MySpace blunder costs intern a job
Some young people treat their MySpace pages like a secret diary... they are more like a tattoo.
What did I say about Managing your personal online reputation will be a core life skill?
The story of one of the first guile-less victims of the MySpace generation's online is recounted in the New York Times.
When a small consulting company in Chicago was looking to hire a summer intern this month, the company's president went online to check on a promising candidate who had just graduated from the University of Illinois.
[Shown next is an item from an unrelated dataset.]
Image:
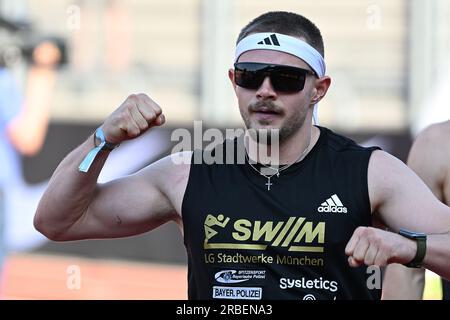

At Facebook, a popular social networking site, the executive found the candidate's Web page with this description of his interests: "smokin' blunts" (cigars hollowed out and stuffed with marijuana), shooting people and obsessive sex, all described in vivid slang.
It did not matter that the student was clearly posturing. He was done.
"A lot of it makes me think, what kind of judgment does this person have?" said the company's president, Brad Karsh. "Why are you allowing this to be viewed publicly, effectively, or semipublicly?"
Some young people treat their MySpace pages like a playground and a secret diary. But thanks to the all-seeing eyes of the search engines they are more like a tattoo, an indelible, or at least heard to erase statement about your identity that is very, very public indeed.
"I think students have the view that Facebook is their space and that the adult world doesn't know about it," said Mark W. Smith, assistant vice chancellor and director of the career center at Washington University in St. Louis. "But the adult world is starting to come in."
Parents and teachers need to start telling children in their care about personal reputation management now.